Seulement voilà, la machine s’est emballée. Les gens ont pris peur. Et le manque de clarté de l’exécutif, incitant les gens à rester chez eux et «en même temps» à aller voter a entretenu le flou dans les attitudes à adopter.
"C’est dramatique, et encore, ce n’est pas fini. Ce qui me fait peur c’est après…après le confinement, comment est-ce qu’on va faire pour ramener les salariés dans les entreprises, sur quels critères ?".
Adrien a grand peur que la machine économique, une fois grippée ne reparte pas et laisse sur le carreau des dizaines de milliers de salariés. Pour lui, le mois d’avril risque d’être meurtrier.
Sans rentrée d’argent, sans approvisionnement en matière première, avec un carnet de commandes qui se vide, il lui sera impossible de continuer à faire tourner sa boite.
Un crève-cœur d’autant que, ce printemps, et les commandes qu’il apportait avant le confinement, s’annonçait historiquement bon pour les finances de sa menuiserie.
L'économie en Pays de la Loire : des chiffres et une annonce
Ce vendredi soir, 27 mars, Le Conseil Régional a annoncé qu'il allait lancer une levée de fonds publics et privés pour venir en aide aux artisans, commerçants, associations et petites entreprises de la région."Ces derniers constituent en effet le poumon économique de notre région et subissent de plein fouet les conséquences de la crise. Sans fonds propres ni grandes capacités financières, ces acteurs économiques sont les plus exposés au risque de faillite" indique le communiqué de presse.

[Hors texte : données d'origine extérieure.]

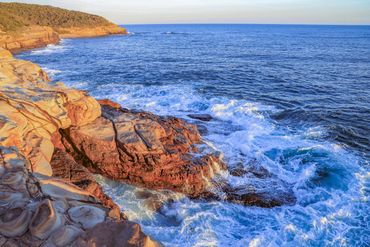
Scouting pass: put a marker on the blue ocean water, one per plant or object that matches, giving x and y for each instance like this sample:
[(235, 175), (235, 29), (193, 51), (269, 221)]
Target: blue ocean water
[(295, 99)]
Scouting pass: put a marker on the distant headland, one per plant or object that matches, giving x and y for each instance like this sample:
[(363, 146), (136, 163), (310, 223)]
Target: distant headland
[(27, 26)]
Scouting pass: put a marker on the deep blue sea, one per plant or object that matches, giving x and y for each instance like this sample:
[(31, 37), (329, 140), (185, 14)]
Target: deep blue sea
[(295, 99)]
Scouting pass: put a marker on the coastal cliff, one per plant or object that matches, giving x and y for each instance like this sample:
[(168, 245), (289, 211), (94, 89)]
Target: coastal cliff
[(35, 207), (27, 26), (53, 138)]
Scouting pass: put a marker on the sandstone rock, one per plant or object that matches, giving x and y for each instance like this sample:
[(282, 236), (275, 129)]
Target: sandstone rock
[(144, 149), (14, 222), (32, 110), (45, 220), (65, 235), (87, 216), (79, 32), (36, 209), (28, 38), (114, 234), (202, 117)]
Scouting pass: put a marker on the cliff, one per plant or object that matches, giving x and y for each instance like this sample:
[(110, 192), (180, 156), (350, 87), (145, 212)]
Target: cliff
[(36, 208), (51, 140), (27, 26)]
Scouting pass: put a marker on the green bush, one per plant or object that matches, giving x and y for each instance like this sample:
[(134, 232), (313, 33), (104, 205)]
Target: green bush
[(17, 15)]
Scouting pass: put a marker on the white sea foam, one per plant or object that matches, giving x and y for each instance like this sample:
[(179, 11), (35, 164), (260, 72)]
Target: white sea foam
[(49, 49), (326, 178), (51, 72)]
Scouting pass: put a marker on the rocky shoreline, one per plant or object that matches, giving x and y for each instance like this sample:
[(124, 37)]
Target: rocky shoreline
[(39, 36), (53, 138)]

Pour Christelle Morançais, présidente de la région des Pays de la Loire :
"Sauver les petites entreprises en difficulté est un défi que la Région ne peut pas relever seul. C’est pourquoi la Région lance aujourd’hui une vaste souscription et un appel à la générosité de tous : collectivités publiques (départements, agglomérations, intercommunalités), entreprises et particuliers. La solidarité et l’entraide sont dans l’ADN de la Région, et nous avons l’occasion unique d’en faire la plus belle démonstration à l’égard de nos petites entreprises. Abondée par des fonds publics et privés, cette initiative a vocation à recueillir toutes les contributions volontaires. Si on s’y met tous ensemble, on peut réussir à préparer le rebond, avec un seul but : sauver nos petites entreprises régionales de la faillite et sauver nos emplois ! "

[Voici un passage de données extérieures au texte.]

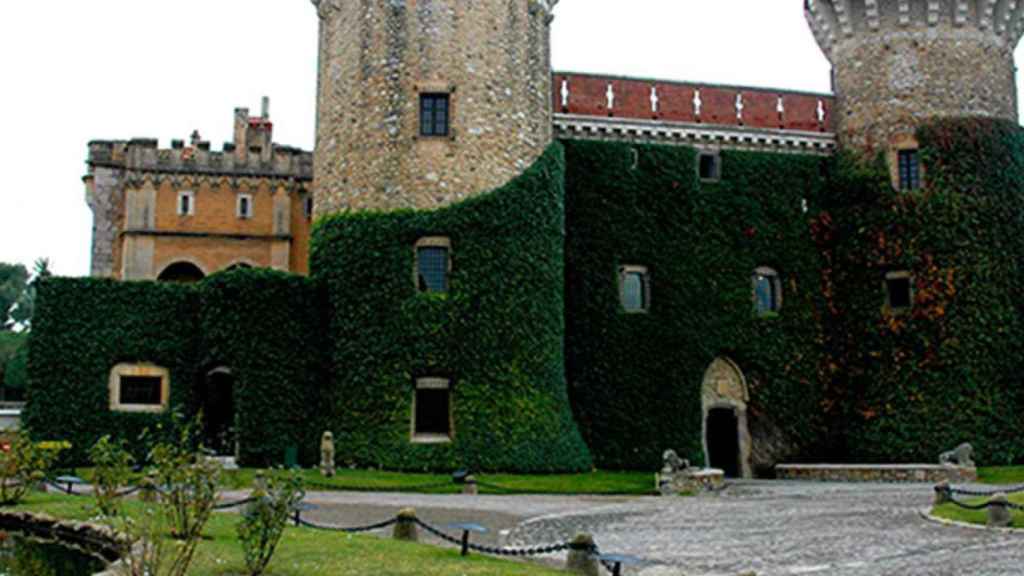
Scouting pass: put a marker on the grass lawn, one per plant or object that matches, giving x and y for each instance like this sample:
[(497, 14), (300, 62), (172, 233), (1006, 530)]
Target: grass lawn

Collectivités, entreprises et particuliers peuvent d’ores et déjà se manifester sur une adresse dédiée : sauvons-nos-petites-entreprises@paysdelaloire.fr
La région compte 1,606 747 million d’emplois (chiffres de 2018), répartis dans plus de 322 000 établissements. L’agriculture totalise 3,5 % des emplois en Pays de la Loire, contre 2,3 % en France métropolitaine. L’industrie, regroupe 16,3 % des emplois, contre 11,8 % au niveau national. En France, seule la Bourgogne-Franche-Comté fait un peu mieux avec 16,4 %.